How are losing your mother, BC Hydro, and the power of noble ideas connected with strategy?

Posted by on Apr 6, 2011

I delivered the eulogy at my mother’s funeral last weekend. My remarks focused on what can be learned from someone whose life was guided by humanistic principles and enriched by finding the good in others. If I could connect people’s everyday experiences with aspirational goals and noble actions, I thought, couldn’t I nudge the bar just a little higher for the 100+ who attended?

Thinking about it reminded me of the vital role aspirational goals and noble actions played in the evolution of BC Hydro, where I was asked to propose for a consulting assignment in 1988. New Chair and CEO Larry Bell hoped to transform Hydro from a staid Crown Corporation to a modern, dynamic and responsive customer-focused organization.

I took a big risk at my interview with Blair Trousdell, Hydro’s new head of Organizational Effectiveness. I outlined what I saw as a golden opportunity – the weakening of the three main social anchors of western society – family, neighbourhood and church. If Hydro provided a work experience that replaced parts of those waning anchors, I said, they could capture the hearts, minds, and discretionary effort of an entire workforce.

Fortunately, Blair had the same vision. He engaged me to work with his team, which would quarterback and facilitate the transformation Larry Bell envisioned.

Blair’s remarkable team did the equivalent of moving mountains, engaging the energy and passion of Hydro’s 5,000 employees and managers. The change effort blossomed from one small department’s project to a life-changing experience for many of Hydro’s people. 3 years later, in 1991, Hydro had begun a powerful and irreversible transformation, and was recognized for it by winning the prestigious national IPAC award for innovative management in the public sector.

One of the keys to this was the power of noble ideas. As Chair and CEO, Larry Bell inspired the people of BC Hydro, partly through his lofty vision of BC Hydro’s role in the Province, and partly through his unstinting and visible support for the internal changes required to make it happen.

After Bell left the organization, the government changed, and the newly elected NDP hired a new Chair/CEO whose tenure I can only describe as a disaster. But employees at all levels had bought into Larry Bell’s vision and the “fresh air” the transformation had brought into the company. After people have been engaged in pursuing a noble idea at work, they don’t easily give it up.

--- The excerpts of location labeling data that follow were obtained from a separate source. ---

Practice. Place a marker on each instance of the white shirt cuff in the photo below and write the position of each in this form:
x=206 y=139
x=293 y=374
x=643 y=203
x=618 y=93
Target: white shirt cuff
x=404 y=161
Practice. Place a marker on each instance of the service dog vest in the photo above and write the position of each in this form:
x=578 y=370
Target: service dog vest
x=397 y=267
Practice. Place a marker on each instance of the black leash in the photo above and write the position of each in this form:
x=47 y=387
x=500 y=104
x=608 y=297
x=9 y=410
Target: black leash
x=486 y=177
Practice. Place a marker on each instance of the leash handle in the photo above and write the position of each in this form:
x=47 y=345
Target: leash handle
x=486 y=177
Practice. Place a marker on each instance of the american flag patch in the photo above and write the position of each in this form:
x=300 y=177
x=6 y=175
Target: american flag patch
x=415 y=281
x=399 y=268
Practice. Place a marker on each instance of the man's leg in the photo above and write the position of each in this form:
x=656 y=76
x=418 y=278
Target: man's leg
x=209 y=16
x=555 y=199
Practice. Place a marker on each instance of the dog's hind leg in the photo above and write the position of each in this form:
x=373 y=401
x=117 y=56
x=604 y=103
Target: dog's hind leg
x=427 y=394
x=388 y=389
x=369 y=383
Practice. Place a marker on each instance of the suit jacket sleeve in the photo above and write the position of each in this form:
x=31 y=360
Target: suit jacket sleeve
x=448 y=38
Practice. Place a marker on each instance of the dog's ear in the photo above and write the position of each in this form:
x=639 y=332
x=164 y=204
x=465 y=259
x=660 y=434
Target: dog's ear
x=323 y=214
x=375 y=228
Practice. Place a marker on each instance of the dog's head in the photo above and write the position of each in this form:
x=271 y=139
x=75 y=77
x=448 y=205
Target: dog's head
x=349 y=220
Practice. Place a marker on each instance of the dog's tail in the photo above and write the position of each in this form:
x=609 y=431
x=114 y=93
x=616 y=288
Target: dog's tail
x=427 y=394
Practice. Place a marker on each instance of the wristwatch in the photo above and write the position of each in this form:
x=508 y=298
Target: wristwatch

Despite a series of new Chairs, reorganizations, privatizing parts of the company and a host of other missteps that would have broken the spirit of many organizations, today I can still see and feel the effect of the original vision. It’s most apparent to me in the ways those who were part of this transformation internalized the company’s stated values of teamwork, integrity, innovation and commitment.

Hydro’s initiative for engaging and mobilizing its workforce was right for its corporate strategy and its time. I’m not suggesting it’s right for your organization, but there may be worthwhile lessons in it if your business has a noble mission, leaders who genuinely believe in it, and who think there is a competitive advantage to be gained by deeply and sincerely engaging employees to create loyalty and tap discretionary effort.

I guess some of you may be wondering why writing my Mom’s eulogy brought this to mind. Quite simply, the way the eulogy was received helped me to reconnect with the importance of noble ideas in our lives. Many people approached me after the memorial service to say how moved they have been by the ideas I had spoken about. Those ideas were the guiding principles of my mother’s life.

People really want and need to be part of something they feel is worthwhile, even noble. It motivates and brings out the best in them. It must be genuine, of course, but if you can do this within your organization, you’ll reap the benefits in far more ways than just on the bottom line.

Copyright 2011 Knowlan Consulting Group Inc.



  1. Gee, Rick, very moving. I think you’ve captured the difference between the kinds of “values” that somehow have become just so much plaque-ware and the “values” that clearly you saw in your mother and that stand the test of time, not least of which in business.

    Wasn’t it Peter Drucker who said that good manners make a company run? Well, perhaps good values make them succeed, and in the long-run.

  2. Darren, I like your differentiation between plaque-ware and real values. BC Hydro’s values statements sprang from sentiments that were alive in the hearts of many employees or they would have been received cynically. I think this is the most important distinction between genuine values and plaque-ware. I have seen this differentiation at work in many other organizations. When the “official” values are significantly out of step with what people care about, they’re more likely to be a negative factor than a positive one.